Part of the truth of third-culture-kids (TCKs) is that their heart home is most likely not their passport country, and family can be spread over continents. The Internet, Skype, and international cell phones makes conversation and staying in touch a bit easier but also can pull at heart-strings, making conversations bittersweet.
"Often the TCK lives with a sense of being "in the middle." Some years ago a college student named Ruth Goring wrote an essay entitled "I Am Green." She said that she was neither the "blue" culture of her passport county nor the "yellow" culture of the host country. She was somehow a mix of the two.
There are other people who find themselves caught in a crack between passport and host countries. They are touched by both and identify with both, yet without a sense of being owned or owning either one.
In either case, TCKs often find they are at home everywhere and nowhere, all at the same time. Home may always be elsewhere, and a sense of rootedness at any point of geography may be unknown. One learns to adjust, survive, and succeed, but the sense of "place" is elusive." (Raising Resilient TCKs. Editor, Joyce Bowers)
Kirsten is taking a 'gap-year-in-reverse' as she and I are calling it. Most students take a gap year to live abroad, help in missions, explore career opportunities; Kirsten's gap year will consist of learning her passport country culture and ways, exploring colleges and career options, learning to drive, visiting relatives and friends, working part time, etc.
It's all a bit weird, this season of our lives.
It feels a bit like a wilderness to me.
Words fail to describe the "halo-halo" (mix-mix) of emotion and pulling family needs.

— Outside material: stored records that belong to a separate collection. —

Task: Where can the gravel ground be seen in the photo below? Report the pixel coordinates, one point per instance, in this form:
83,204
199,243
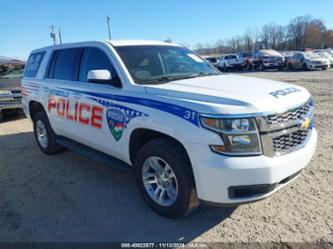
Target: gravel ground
68,198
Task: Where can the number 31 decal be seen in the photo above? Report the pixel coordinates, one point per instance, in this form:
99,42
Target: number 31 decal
190,115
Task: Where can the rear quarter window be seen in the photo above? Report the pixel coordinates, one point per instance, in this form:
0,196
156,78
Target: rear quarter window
65,64
33,63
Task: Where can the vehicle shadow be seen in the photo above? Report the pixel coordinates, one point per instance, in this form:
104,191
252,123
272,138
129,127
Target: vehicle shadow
12,116
68,198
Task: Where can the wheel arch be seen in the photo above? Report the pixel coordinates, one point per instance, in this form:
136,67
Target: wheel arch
141,136
35,107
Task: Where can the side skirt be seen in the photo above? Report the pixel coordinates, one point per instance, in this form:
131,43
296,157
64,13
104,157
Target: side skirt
93,154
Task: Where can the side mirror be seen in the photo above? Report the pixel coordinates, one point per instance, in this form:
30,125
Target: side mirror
99,76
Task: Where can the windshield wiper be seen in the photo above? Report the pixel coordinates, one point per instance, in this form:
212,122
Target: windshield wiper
165,79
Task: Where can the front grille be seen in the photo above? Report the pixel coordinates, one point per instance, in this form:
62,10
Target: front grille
285,132
288,142
15,91
291,115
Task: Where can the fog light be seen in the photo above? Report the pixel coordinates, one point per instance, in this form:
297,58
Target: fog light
218,148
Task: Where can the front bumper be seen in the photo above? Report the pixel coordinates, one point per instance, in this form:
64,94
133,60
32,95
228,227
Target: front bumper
216,174
318,66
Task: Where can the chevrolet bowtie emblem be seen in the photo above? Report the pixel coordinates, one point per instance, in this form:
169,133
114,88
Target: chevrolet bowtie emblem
306,123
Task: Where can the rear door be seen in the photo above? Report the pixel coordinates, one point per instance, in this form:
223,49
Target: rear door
62,74
101,125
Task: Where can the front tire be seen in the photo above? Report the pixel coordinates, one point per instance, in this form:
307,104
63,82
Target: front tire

We are a bit like the many overseas foreign workers (OFWs) that leave the Philippines to work elsewhere. Part of the family stays in the Philippines while a member or two travel abroad to work.
No matter where any of us are, though, there is a calm in my heart that my Abba ordains my ways and the ways of each of us in this family (Psalm 16:11). He is caring and guiding and leading. As Jeremiah says in chapter 31, we find grace in the wilderness (v. 2), and we rest in His love and faithfulness (v. 3).

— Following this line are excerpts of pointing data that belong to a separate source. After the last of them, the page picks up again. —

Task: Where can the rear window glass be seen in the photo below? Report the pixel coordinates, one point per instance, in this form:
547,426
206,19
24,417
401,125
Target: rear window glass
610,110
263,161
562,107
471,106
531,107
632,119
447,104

Part of that grace is exemplified in the niches God provides each of us: Mikayla is teaching English part-time at Faith International. She is gaining practical skills to accompany her dual-degree in upper education (middle school - high school) and English. Ben is in high school and on sports teams. He excels in the sciences, maths, and athletics. James is schooling at home under Mikayla's tutelage as well as taking specials at FIA in art, music, and PE. He will also soon start flute lessons, an instrument he's been wanting to play for several years now. Kurt is providing much-needed software to maternity clinics that serve the poor. His work is fulfilling to him and to those served. All graces from our loving Abba.
Soon, Kirsten and I will board a plane to the USA. Kirsten has no plans to return to the Philippines as she transitions forward to college and life in her passport country. I'll be returning to the Philippines in about 5 months and then return to the USA late April 2017 to finish my masters degree "if the Lord wills"....(James 4:13-15)
All is well to rest in His grace that He provides. He tenderly exudes His everlasting love in the variety of ways He leads, in the seasons He leads each of us through. It truly is grace. And as His child, I give Him thanks in all things (1 Thess. 5:18).
Lead on, O King eternal; we follow, not with fears, for gladness breaks like morning where'er your face appears. Your cross is lifted o'er us, we journey in its light; the crown awaits the conquest; lead on, O God of might.